Hi all, I´m pretty new in the Linux/Raspi/DietPi world, so forgive me if I say something wrong.
I basically want to activate the WOL on DietPi in order to turn it on with my Windows laptop. So, I connected it with a LAN cable (eth0) gave it a static ip address and run this command to check sudo ethtool eth0 | grep Wake.
The result shows the following: Supports Wake-on: gs Wake-on: d.
From what I´ve read here https://wiki.archlinux.org/index.php/Wake-on-LAN it means that the WOL it is supported but it has to be activated (because of the "d" after Wake-on, while it should be a "g" in order to be active).
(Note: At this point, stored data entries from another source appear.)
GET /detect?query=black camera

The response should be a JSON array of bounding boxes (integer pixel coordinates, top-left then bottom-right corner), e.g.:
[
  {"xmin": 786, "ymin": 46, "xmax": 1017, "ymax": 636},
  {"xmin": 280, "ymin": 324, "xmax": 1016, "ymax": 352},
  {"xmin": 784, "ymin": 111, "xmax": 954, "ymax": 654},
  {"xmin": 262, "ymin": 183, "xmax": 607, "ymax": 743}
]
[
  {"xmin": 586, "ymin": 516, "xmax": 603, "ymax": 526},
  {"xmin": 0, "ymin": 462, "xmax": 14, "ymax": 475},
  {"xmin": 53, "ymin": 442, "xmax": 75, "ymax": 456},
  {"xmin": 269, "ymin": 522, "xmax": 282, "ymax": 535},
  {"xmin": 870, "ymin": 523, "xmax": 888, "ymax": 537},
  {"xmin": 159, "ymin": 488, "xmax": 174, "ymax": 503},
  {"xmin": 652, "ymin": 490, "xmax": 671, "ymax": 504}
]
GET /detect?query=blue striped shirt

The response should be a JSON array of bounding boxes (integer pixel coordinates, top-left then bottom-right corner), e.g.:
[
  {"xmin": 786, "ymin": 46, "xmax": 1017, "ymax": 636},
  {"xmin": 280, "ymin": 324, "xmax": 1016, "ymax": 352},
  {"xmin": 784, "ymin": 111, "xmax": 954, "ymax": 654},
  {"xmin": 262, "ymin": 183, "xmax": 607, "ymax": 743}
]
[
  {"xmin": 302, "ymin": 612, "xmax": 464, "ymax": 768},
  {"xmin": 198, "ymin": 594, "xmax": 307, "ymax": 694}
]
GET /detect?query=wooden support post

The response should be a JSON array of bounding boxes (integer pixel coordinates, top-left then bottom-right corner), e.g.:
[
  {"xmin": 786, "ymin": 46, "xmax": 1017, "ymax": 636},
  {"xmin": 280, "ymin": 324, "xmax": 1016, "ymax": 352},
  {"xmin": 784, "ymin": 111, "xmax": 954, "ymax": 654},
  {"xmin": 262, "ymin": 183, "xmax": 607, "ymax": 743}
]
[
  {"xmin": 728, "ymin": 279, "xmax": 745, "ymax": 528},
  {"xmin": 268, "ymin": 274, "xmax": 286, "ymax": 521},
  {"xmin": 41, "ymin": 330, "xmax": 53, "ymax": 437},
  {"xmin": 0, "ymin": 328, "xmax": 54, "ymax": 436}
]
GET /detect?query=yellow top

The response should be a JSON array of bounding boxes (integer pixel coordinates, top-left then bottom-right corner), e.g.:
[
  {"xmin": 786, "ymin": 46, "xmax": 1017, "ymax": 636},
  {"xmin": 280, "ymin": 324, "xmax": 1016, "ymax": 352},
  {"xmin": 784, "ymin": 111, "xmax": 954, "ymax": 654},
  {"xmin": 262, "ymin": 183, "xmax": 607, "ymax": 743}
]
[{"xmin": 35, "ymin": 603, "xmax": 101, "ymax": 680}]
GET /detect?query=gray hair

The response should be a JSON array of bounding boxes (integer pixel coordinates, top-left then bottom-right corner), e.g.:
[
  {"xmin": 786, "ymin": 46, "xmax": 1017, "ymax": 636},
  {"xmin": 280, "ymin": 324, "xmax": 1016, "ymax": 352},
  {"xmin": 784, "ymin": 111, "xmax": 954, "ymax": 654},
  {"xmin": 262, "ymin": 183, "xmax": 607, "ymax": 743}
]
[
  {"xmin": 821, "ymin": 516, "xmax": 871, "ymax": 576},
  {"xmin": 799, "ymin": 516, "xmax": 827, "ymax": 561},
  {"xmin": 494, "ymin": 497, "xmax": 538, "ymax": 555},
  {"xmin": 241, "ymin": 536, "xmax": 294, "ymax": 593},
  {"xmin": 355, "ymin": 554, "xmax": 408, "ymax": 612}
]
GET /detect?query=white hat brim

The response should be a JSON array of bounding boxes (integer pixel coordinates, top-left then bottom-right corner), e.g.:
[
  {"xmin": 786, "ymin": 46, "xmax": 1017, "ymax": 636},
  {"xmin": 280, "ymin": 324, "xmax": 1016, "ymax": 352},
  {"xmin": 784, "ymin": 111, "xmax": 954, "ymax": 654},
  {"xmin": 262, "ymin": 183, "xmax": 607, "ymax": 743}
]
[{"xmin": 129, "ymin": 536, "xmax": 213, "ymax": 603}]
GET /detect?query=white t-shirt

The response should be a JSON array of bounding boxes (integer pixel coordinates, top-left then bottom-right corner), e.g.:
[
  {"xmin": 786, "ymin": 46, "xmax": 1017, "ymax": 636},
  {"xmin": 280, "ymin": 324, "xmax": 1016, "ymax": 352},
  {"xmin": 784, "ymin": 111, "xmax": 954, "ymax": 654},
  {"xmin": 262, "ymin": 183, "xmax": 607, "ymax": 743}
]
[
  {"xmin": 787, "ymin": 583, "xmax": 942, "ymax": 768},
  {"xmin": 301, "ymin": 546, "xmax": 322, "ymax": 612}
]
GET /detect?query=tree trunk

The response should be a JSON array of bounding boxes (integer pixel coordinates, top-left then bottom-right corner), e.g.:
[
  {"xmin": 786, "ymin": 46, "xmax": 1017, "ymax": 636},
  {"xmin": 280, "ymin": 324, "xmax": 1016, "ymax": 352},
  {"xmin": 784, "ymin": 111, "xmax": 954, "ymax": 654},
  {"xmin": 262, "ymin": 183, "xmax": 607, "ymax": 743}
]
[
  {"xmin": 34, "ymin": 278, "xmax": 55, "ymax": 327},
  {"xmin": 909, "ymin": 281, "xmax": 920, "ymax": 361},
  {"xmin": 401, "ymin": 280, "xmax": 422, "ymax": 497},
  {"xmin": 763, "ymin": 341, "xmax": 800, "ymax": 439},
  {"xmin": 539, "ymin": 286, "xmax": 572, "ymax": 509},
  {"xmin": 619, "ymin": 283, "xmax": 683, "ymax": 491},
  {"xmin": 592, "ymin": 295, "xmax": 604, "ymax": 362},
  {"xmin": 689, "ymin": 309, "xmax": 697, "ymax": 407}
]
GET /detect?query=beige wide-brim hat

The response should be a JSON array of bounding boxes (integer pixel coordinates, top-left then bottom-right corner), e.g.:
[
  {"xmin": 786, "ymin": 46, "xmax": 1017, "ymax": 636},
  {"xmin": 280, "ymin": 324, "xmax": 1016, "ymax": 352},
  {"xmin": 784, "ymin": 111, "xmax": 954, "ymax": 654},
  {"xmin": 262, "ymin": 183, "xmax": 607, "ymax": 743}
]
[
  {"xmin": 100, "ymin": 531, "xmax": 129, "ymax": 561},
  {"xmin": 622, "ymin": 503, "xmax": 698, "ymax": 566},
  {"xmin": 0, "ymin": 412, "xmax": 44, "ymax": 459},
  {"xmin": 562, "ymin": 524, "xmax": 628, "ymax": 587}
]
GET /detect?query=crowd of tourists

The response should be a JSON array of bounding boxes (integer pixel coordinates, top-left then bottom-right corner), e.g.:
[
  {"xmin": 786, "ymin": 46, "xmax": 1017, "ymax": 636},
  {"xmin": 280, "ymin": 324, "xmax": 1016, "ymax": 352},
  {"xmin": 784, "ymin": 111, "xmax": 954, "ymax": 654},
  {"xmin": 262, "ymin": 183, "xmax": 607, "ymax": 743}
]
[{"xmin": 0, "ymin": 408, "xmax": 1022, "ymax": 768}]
After I ran this command sudo ethtool -s eth0 wol g I get the following result: Cannot set new wake-on-lan settings: Unknown error 524, not setting wol
Does anyone know a solution ? I already googled the error but was unable to find an answer.
Thanks
Activate wake on lan on DietPi Topic is solved
Re: Activate wake on lan on DietPi
This depends on whether or not the device supports WoL - the response to the query you give is not always correct in my expereince. I have WoL working on some QNAP devices, an Intel NUC Chinese clone and Intel/AMD desktops but I haven't got it to work on Odroid SBCs.
What's the device?
What's the device?
Re: Activate wake on lan on DietPi
Check and see if this device supports WoL, I'd be surprised if it does. A lot of ARM SBC devices are either power on or off, no intermediate low power state that WoL needs.
Just read Pi4 does not support WoL.
Just read Pi4 does not support WoL.
Re: Activate wake on lan on DietPi

Shame, do you have any link ? I didn´t found any info about it.
Re: Activate wake on lan on DietPi
It is not related to this issue but just if someone else finds this when searching for wakeonlan package to wake other devices from DietPi: It requires the netbase package but does not pull it automatically as dependency, hence:
apt install wakeonlan netbase is required to use it. etherwake is an alternative that does not require this.
apt install wakeonlan netbase is required to use it. etherwake is an alternative that does not require this.